DRC-Passeport : Crise totale de la délivrance des passeports ordinaires dans l’Est de la RDC et au Burundi – Des millions de Congolais littéralement piégés
DRC-Passeport : Crise totale de la délivrance des passeports ordinaires dans l’Est de la RDC et au Burundi - Des millions de Congolais littéralement piégés






À l’Est de la République démocratique du Congo (RDC) et au Burundi, en dehors de la crise sécuritaire qui secoue cette partie de la Région des Grands Lacs, s’ajoute la crise liée à la délivrance des passeports ordinaires. Des citoyens habitants le Sud-Kivu, le Tanganyika et ceux de la diaspora congolaise au Burundi, “piégés”, éprouvent d’énormes difficultés pour obtenir ce document, et lancent un cris d’alarme et de détresse, à l’attention du gouvernement Congolais.
Ces compatriotes se sont exprimés à travers un Plaidoyer, publié le 25 juin depuis Uvira, et reçu sur le desk régional d’InterCongo Media, le 30 juin, jour commémorative de l’indépendance de la Rdc.

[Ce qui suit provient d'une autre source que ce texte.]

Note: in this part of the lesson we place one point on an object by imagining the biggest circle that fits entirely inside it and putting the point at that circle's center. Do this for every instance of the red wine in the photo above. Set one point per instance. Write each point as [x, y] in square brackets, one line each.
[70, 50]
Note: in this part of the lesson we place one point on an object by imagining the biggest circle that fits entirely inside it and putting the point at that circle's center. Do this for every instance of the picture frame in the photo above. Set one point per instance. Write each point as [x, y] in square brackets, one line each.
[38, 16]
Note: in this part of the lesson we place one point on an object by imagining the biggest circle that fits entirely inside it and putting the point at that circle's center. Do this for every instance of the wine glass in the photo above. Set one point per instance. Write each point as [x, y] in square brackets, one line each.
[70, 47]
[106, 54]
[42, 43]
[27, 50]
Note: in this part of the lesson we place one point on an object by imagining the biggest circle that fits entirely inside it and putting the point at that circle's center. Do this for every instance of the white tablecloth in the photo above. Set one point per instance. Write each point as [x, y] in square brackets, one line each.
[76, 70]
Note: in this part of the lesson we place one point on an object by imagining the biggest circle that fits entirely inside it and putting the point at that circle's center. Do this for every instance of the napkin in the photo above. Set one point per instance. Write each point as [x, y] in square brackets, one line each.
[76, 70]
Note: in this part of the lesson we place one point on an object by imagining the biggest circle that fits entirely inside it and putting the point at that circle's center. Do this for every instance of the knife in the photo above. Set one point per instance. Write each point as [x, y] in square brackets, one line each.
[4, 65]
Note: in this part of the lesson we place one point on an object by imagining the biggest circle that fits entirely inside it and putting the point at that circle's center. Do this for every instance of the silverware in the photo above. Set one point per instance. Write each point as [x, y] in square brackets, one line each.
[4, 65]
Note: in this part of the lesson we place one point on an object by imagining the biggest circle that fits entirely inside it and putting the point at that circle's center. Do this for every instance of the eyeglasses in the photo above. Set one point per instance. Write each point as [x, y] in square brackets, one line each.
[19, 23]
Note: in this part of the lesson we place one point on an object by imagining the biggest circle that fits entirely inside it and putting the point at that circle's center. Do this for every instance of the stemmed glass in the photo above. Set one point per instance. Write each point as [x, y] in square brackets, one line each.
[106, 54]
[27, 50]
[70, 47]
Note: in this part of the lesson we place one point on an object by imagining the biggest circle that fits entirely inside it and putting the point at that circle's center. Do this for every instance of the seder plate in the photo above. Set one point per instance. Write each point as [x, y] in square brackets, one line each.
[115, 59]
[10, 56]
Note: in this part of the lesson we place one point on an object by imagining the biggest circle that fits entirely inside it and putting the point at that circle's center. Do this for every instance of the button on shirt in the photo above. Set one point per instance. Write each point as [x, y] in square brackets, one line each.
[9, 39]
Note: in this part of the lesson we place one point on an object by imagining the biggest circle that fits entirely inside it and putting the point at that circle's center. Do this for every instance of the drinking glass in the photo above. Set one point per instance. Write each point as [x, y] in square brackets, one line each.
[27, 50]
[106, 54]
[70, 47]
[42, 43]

“Nous, citoyens congolais originaires ou résidant dans les provinces du Sud-Kivu, du Tanganyika, ainsi que ceux vivant au Burundi, nous nous tournons vers vous pour lancer un cri d’alarme et de détresse : la délivrance des passeports ordinaires, droit fondamental et outil essentiel de la citoyenneté, est devenue une mission impossible pour des millions de nos compatriotes. Ce qui devait être un service administratif ordinaire, s’est transformé en une véritable épreuve coûteuse, discriminatoire et aujourd’hui pratiquement infranchissable”, décrivent ces populations dans leur plaidoyer que rapporte le Dr John Ekongo, Expert en Santé Publique.
Contexte et rupture brutale
Jusqu’à l’occupation d’une partie du Nord-Kivu et du Sud-Kivu par le M23, des centres de capture de données biométriques fonctionnaient à Bukavu et à l’Ambassade de la RDC à Bujumbura au Burundi. Les données biométriques étaient centralisées à Kinshasa et les passeports délivrés dans des délais raisonnables.

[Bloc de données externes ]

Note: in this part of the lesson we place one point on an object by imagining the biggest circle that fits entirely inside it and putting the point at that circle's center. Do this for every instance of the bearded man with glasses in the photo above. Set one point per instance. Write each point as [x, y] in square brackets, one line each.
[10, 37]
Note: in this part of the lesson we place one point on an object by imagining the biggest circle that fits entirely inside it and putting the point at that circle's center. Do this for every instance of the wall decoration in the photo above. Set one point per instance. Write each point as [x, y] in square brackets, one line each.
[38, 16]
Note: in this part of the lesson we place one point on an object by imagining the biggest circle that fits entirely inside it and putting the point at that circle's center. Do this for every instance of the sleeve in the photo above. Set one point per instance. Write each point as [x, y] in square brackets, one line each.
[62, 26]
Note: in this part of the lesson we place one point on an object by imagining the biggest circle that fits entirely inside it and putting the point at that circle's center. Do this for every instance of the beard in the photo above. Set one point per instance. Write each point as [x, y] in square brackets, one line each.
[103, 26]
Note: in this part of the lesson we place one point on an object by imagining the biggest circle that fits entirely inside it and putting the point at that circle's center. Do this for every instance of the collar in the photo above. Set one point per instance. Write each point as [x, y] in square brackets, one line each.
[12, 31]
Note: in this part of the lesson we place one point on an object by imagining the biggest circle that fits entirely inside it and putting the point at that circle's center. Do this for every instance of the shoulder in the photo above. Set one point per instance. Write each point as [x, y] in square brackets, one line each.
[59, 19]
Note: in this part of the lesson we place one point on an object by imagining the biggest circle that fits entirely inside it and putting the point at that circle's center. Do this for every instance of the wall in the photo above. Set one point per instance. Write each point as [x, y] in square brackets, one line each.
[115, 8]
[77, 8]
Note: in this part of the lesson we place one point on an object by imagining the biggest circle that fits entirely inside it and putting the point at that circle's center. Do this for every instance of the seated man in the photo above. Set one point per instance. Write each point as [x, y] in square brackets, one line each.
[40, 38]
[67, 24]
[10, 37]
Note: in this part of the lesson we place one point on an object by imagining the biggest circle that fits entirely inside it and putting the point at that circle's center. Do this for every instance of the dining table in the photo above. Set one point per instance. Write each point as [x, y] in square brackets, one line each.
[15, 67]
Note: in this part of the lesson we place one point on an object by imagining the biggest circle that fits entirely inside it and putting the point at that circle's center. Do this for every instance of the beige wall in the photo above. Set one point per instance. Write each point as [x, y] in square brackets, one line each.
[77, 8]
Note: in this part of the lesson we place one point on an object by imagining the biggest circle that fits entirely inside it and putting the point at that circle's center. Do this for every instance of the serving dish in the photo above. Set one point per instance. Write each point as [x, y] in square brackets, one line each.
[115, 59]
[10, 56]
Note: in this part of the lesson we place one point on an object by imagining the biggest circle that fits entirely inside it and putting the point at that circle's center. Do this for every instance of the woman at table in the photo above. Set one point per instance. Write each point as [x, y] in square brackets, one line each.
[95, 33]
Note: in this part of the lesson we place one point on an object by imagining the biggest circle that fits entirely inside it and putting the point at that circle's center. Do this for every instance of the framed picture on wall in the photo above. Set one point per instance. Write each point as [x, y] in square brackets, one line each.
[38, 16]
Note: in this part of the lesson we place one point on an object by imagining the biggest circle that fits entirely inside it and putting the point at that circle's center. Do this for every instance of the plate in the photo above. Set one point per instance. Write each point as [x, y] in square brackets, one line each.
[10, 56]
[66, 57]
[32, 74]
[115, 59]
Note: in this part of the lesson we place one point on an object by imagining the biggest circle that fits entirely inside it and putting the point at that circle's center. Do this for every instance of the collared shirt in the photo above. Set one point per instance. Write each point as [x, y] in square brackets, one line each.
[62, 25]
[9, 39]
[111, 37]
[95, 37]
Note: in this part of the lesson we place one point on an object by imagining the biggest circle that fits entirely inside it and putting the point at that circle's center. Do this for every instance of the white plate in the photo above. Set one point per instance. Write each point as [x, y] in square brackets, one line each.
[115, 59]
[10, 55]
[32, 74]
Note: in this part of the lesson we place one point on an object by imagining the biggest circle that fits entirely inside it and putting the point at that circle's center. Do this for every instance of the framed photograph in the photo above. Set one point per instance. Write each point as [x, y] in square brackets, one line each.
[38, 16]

Ces centres permettaient à une population déjà éprouvée par l’insécurité, la pauvreté et l’éloignement géographique d’exercer ses droits les plus élémentaires. Le changement de passeport ordinaire (nouveau passeport) et le nouveau partenariat international d’impression, ont rendu obsolètes les équipements de capture existants.
Les compatriotes victimes font constater “qu’au lieu d’une transition progressive, les autorités ont imposé un redémarrage complet du processus, sans mettre en place “les infrastructures” nécessaires dans les zones affectées de l’est du pays, notamment à Uvira. Le résultat est qu’il n’y a plus aucun centre de capture biométrique opérationnel au Sud-Kivu (Uvira) ni à l’Ambassade de la RDC à Bujumbura, font-ils savoir.
Un processus numérique totalement inadapté à la réalité de l’Est
Pour la population de l’est, la digitalisation de procédure par le gouvernement, s’avère être totalement inadaptée à leur réalité.
“L’Obtention d’un Numéro d’Identification Fiscale (NIF) auprès de la Direction Générale des Impôts (DGI) via une plateforme en ligne ; l’Utilisation de ce NIF pour la demande de passeport sur la plateforme du Ministère des Affaires Étrangères ; le Paiement de 75 dollars américains par “carte bancaire”, sont des dispositions qui ne cadrent pas avec l’est du pays, font-ils fait observer.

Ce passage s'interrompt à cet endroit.